彼はブッシュ元大統領は「最悪な共産主義野郎。無実のアメリカ人をイラクで殺戮した」と批判し、オバマ大統領は「ブッシュよりも最悪だ。あいつは国の治め方を知らない」と批判しています。
極右からしたらブッシュも共産主義者なんですね…。
9. 投票したい候補が誰もいねえよ!(イギリス)
投票したい候補が誰もいねえよ!と言わせろ!
この党は正式名称は「No Candidate Deserves My Vote!」と言い、ちゃんと登録されている政党です。
彼らの主張は一つ。
投票用紙に「投票したい候補が誰もいねえよ!」という欄を設置すべきだ、というもの。このことで、有権者の候補者への不満から来る投票無関心を減らすことができる、という主張です。
もし日本でやったらとんでもないことになりそうですよね。
10. クズ野郎党(オランダ)
Photo by Nationaal Archief
乞食が立ち上げた極左政党
名前からしてヤバい「クズ野郎党 (Rapaille Partij)」は、1921年にアムステルダムで設立されました。無政府主義・反資本主義の極左政党です。

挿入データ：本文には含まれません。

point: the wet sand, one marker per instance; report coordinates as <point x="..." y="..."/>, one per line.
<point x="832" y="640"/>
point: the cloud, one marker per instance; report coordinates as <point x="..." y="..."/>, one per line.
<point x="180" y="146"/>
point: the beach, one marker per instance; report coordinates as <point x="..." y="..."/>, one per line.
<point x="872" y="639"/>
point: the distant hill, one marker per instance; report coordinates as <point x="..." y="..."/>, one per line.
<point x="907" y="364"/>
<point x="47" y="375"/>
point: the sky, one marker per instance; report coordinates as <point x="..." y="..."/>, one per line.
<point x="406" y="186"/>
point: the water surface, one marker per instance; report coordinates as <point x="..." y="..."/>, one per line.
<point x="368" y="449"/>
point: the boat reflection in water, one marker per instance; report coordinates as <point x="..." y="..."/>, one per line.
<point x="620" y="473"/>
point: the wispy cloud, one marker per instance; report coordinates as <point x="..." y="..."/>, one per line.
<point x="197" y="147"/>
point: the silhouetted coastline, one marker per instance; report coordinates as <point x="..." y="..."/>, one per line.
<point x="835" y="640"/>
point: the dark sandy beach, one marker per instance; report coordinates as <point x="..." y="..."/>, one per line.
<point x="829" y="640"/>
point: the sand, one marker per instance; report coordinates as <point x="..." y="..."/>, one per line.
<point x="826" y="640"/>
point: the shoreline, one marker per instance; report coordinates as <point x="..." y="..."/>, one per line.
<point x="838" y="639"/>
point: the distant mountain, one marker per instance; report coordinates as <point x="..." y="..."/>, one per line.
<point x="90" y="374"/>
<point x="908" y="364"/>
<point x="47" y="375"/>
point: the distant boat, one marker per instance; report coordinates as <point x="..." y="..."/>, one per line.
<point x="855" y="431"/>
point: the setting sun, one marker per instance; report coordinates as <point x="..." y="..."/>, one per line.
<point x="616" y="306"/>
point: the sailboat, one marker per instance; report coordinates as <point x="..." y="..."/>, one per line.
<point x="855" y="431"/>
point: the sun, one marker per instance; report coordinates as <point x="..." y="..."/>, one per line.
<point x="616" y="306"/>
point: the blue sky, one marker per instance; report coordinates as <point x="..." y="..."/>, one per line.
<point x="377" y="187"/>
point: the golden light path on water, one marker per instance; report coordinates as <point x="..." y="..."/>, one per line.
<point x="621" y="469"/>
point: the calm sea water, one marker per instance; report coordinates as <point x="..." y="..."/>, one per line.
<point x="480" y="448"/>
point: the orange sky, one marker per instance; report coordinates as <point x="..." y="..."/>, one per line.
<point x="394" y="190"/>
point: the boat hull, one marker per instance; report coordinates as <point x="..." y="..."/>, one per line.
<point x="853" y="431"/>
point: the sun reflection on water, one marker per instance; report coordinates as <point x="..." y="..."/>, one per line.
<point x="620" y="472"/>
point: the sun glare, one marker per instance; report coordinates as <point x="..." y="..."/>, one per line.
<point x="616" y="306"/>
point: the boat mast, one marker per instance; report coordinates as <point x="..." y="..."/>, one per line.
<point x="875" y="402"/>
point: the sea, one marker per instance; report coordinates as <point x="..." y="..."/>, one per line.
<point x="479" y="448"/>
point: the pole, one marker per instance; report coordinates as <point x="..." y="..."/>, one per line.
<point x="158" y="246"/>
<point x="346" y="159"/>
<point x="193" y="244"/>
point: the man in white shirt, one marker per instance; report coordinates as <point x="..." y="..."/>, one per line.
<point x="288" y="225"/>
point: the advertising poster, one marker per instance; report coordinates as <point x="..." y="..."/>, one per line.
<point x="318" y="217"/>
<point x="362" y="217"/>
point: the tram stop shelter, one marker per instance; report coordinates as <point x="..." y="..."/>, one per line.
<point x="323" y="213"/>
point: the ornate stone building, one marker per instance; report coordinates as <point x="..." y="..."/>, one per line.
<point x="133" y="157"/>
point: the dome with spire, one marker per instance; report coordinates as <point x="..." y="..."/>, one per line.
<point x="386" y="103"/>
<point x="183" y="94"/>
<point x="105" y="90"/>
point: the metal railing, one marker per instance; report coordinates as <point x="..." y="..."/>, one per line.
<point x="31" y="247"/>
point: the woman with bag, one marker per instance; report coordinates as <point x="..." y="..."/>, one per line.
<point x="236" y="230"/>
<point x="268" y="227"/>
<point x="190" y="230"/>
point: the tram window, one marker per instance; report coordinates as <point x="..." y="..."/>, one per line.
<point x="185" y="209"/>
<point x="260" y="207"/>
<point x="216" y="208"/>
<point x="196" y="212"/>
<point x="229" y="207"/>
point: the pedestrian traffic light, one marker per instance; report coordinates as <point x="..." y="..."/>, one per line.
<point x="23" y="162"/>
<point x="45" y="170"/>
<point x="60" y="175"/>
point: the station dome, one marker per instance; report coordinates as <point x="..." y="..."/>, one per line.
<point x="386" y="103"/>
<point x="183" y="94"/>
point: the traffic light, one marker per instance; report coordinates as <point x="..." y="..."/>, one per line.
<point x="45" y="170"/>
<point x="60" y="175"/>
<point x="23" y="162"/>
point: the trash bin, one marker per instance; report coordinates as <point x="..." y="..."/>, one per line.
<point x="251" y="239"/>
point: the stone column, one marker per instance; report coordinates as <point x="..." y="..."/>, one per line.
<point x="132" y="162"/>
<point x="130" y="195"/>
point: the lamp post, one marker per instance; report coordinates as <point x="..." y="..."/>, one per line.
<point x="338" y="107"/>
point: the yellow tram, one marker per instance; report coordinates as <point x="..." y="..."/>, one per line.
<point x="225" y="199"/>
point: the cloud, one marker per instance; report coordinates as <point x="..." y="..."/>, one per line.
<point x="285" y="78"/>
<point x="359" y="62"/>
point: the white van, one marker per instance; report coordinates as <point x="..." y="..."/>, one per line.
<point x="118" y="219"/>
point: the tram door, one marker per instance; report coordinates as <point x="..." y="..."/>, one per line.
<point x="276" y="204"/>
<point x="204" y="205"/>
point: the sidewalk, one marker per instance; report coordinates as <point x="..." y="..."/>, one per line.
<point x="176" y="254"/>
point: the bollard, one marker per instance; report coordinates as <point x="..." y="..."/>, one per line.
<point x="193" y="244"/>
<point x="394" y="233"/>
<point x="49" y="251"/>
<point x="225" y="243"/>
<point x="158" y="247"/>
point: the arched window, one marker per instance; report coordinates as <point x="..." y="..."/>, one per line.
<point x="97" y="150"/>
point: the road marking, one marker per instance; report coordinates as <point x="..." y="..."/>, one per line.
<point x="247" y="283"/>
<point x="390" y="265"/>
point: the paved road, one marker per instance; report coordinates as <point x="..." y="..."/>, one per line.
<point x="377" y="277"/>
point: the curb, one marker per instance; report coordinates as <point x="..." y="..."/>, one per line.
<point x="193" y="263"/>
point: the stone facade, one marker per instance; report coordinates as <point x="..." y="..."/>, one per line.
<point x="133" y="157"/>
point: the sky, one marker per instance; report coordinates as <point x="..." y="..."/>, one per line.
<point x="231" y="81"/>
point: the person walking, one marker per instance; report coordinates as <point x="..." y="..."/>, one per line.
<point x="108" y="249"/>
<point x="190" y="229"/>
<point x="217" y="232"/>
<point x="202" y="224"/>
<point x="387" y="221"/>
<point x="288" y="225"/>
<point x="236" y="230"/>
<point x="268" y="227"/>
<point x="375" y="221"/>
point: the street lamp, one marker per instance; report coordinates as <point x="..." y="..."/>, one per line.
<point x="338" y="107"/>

設立したのは、路上パフォーマーのネリス・ヘルダーという男で、公園に住む乞食。
党の目的は「政治システム自体がジョークであると証明すること」。
なんか高尚なこと言ってますが、主張していたのは「住んでいる公園で勝手に動物とか魚を獲らせろ」とか「ブランデー、パン、バターをタダにしろ」とか、乞食の要求に近いものでした。
彼のカッコイイポスターや広告を使ったプロパガンダキャンペーンは成功し、なんとアムステルダム市議会で2議席も獲得してしまった。
このクレイジーな法案を審議しなくてはいけない議長は頭を抱えましたが、ラッキーなことに、ヘルダーは審議の打ち合わせがある日に酒に酔い潰れて寝ており、議会に遅刻し、それを理由に「職務怠慢」として議会から追放されてしまいました。
まとめ
なかなかインパクトがある政党名と政策ですね。
考えてみれば、日本の政党名はお堅いものが多いかもしれません。
自由とか民主とか維新とか、抽象的な概念を訴求するよりもっと分かりやすいネーミングはいかがでしょう。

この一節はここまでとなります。